Big question, Marvas. First off, I'm no expert on the Dutch, but to attempt a very rough sketch, I'd say the Dutch can be as (comically) blunt as Germans, as pragmatic as Texans, as crafty as Klingons; and were as venal colonizers as the British, and often better organized with the resources available. They also knew how to set up and maintain a monopoly, from nutmeg to quinine. The modern Dutch, to my perhaps naive foreign eyes, seem to run their state along more principled lines. Sure, there are glaring exceptions, but compared to many other EU countries the Netherlands look pretty sane to me. The fact that the answer 'no' is not good enough an answer to your question 'Is there such a thing as Dutchness?' indicates to me that yes, there is such a thing as Dutchness. Tricky to define, and much cultural DNA is shared with the Germans and the Brits, but that doesn't mean Dutchness doesn't exist.

The Dutch used to travel the world in search of opportunity because nature gave them nothing but mud and storms—even the Romans didn't quite see the point of incorporating Batavia fully into their empire, right? So the Dutch had to invent new ways of making money: the stock exchange, the futures market, hydroengineering, harnessing wind power—not just for milling and drainage but for industrial processes like sawing; and a mercantile empire built on wholesale transportation between India, the East Indies and China.

What happened? The world changed, other countries caught up, the Javanese wanted their country back thank you very much, but that doesn't mean the Dutch now are 'afraid of everything foreign and strange'. If that were true, how come you all speak 3 or 4 languages?
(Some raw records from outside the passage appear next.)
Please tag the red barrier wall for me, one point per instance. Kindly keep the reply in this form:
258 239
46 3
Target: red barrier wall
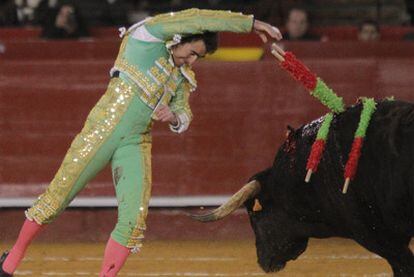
241 112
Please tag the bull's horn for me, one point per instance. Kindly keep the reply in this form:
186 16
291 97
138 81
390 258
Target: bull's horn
247 191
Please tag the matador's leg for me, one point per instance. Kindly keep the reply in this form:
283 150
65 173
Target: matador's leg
107 124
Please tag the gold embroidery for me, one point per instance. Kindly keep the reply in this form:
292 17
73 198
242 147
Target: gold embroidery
160 77
98 127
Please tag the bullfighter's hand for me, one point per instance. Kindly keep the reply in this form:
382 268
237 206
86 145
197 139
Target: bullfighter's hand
263 29
164 114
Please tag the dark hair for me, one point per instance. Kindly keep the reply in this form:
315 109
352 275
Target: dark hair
210 40
368 22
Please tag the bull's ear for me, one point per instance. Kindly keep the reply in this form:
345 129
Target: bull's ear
290 131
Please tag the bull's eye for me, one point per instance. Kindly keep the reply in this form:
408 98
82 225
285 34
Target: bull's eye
257 207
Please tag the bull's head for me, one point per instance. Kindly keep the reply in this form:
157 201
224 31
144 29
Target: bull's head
277 240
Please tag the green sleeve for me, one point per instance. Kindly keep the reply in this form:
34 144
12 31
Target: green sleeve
195 21
180 106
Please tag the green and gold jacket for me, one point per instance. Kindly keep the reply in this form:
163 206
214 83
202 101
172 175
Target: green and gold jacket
145 57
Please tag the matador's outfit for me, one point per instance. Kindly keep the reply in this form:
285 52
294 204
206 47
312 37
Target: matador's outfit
118 129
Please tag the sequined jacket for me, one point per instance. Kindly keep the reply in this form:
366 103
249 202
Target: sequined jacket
144 56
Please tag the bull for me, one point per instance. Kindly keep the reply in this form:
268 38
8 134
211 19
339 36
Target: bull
377 212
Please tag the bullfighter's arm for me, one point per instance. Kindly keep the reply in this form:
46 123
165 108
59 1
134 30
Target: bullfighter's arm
196 21
181 108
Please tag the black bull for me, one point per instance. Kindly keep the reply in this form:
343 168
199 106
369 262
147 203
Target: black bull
377 212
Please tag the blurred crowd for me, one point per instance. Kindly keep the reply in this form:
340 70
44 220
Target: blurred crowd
60 19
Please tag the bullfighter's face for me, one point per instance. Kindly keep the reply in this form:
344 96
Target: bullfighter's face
277 241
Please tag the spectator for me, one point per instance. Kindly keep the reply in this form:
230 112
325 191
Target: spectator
369 30
297 26
63 22
18 12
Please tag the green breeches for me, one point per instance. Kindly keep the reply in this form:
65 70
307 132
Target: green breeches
117 130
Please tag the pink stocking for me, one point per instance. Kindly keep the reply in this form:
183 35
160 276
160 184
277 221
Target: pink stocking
28 232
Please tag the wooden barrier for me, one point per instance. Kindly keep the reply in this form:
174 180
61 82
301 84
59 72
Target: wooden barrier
241 112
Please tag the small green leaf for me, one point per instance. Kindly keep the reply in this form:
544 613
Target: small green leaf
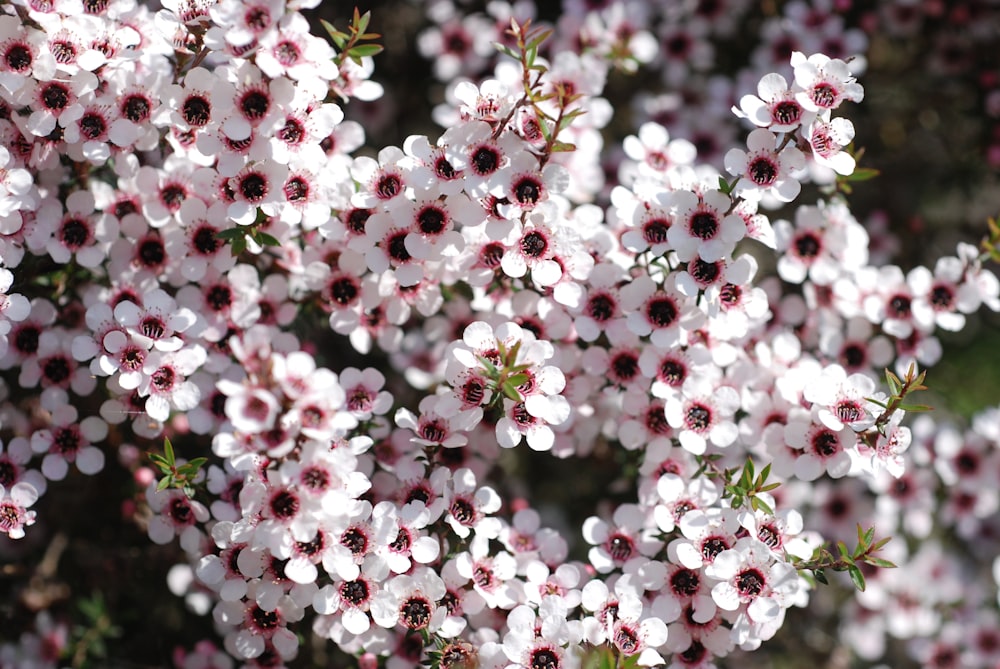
760 505
511 392
361 24
915 408
365 50
517 379
857 577
879 562
265 239
862 174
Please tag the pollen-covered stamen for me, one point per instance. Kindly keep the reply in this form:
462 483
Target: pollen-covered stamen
491 255
899 306
626 639
601 307
662 312
848 411
11 516
712 546
355 540
63 51
672 372
432 220
253 187
172 195
18 57
415 612
463 511
344 291
527 190
485 160
534 244
769 535
473 391
388 186
521 415
482 575
433 431
254 104
402 543
825 443
750 582
685 582
823 95
656 420
197 111
655 230
704 273
180 512
444 169
315 478
703 225
942 297
730 294
135 108
762 171
620 547
131 358
93 126
807 245
285 504
786 112
287 53
698 417
355 593
625 366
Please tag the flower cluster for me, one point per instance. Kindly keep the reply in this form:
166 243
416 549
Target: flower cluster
182 206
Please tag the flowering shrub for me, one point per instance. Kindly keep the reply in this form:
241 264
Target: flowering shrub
317 366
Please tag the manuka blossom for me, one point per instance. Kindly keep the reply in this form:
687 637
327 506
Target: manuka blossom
765 167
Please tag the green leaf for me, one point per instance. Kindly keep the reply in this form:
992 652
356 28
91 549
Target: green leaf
517 379
361 24
862 174
511 392
339 38
895 385
760 505
879 562
915 408
857 577
265 239
365 50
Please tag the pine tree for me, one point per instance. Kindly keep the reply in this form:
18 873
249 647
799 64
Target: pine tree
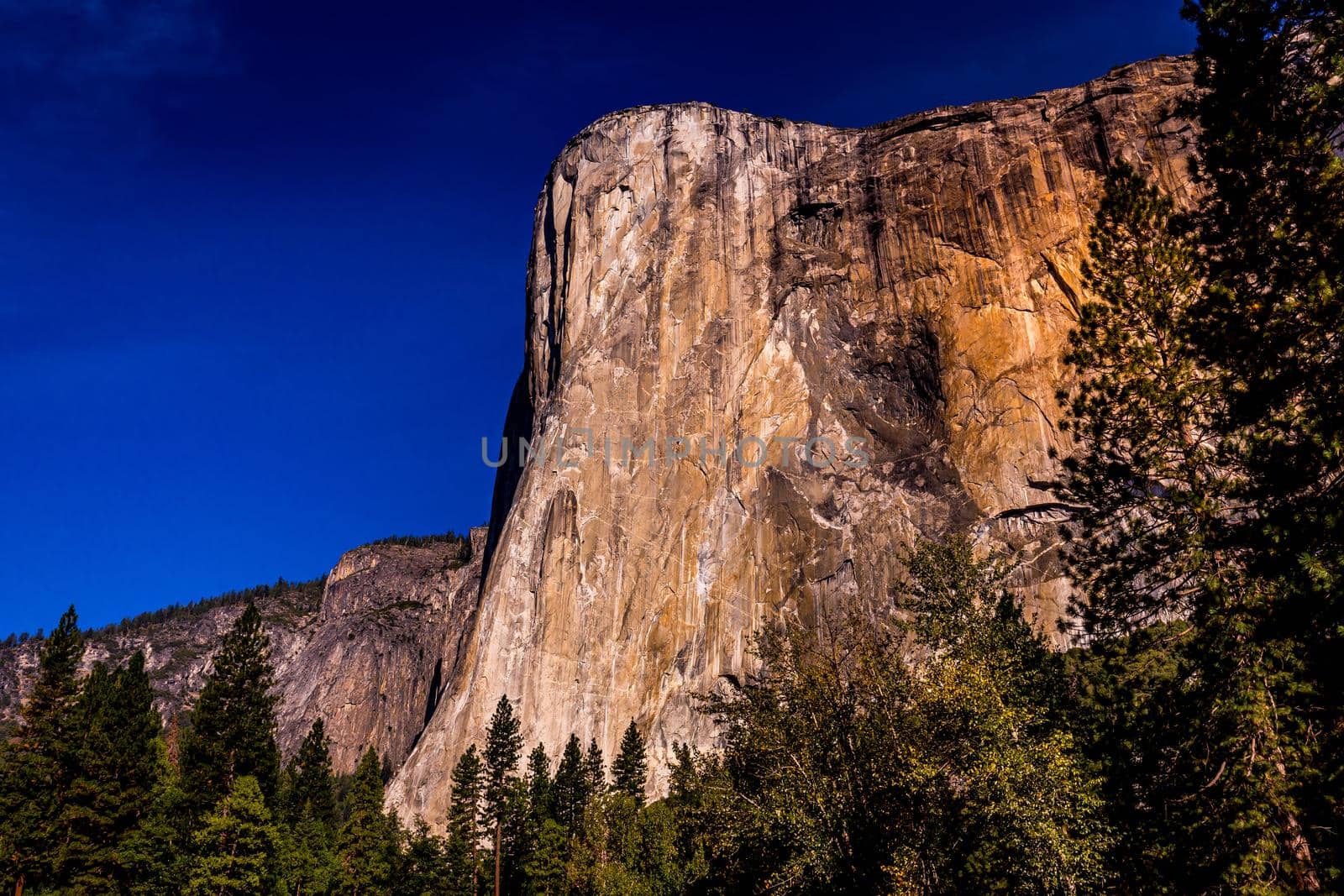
158 852
367 842
548 867
595 770
464 824
38 766
539 782
114 775
569 792
1269 322
503 748
1147 488
235 846
1211 443
882 755
312 792
233 726
631 768
425 868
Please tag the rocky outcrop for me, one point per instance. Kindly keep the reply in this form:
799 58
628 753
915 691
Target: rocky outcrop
369 652
898 295
390 634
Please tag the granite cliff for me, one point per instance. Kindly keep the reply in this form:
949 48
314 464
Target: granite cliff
369 647
880 311
711 275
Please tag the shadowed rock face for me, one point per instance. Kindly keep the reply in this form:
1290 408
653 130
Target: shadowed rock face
706 273
371 656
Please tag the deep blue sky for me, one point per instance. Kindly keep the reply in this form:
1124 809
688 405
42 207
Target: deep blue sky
261 264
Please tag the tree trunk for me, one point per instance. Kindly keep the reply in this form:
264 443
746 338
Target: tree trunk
499 837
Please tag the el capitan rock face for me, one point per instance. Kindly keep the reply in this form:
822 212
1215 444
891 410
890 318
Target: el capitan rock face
707 273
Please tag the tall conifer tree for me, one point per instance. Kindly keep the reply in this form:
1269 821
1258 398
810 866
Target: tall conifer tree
631 768
233 726
503 748
38 766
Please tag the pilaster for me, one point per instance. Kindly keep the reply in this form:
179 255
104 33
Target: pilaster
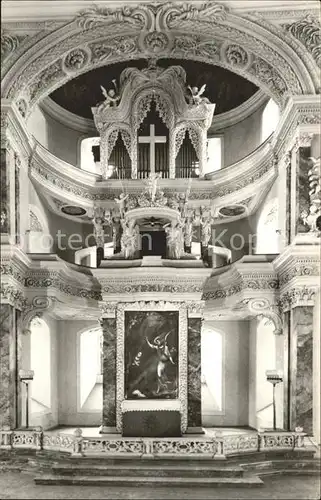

And if you're referring of the Dutch withdrawal from that festering unwinnable murderous quagmire currently draining our dwindling resources, killing our soldiers, corroding our once-bright reputations as sane democracies in Afghanistan and self-evidently not Making Us Safer, well, I only wish the new British government could show as much good sense, however belatedly. Right, off my soapbox.

What's on YOUR bookshelf?

Recent past, right now and soon to be read: A House for Mr Biswas by VS Naipul; The Good Soldier Svejk by Jaroslav Hasek; Collapse by Jared Diamond; Rob Chapman's autobiography of Syd Barrett, A Very Irregular Head; Emily Dickinson's poems (by my bed so I can read some if I wake early and don't want to wake my wife by getting up); One Day by David Nicholls; Vincent van Gogh's letters; John le Carre's new one; re-reading my (freshly signed by the wonderful entity herself) copy of Ursula le Guin's The Left Hand of Darkness; The Voyage of Saint Brendan (in which the saint actually meets Judas Iscariot); Alberto Angela, One Day in the Life of Ancient Rome; Jim Crace, Being Dead; Andrew Smith, Moondust. Enough for now?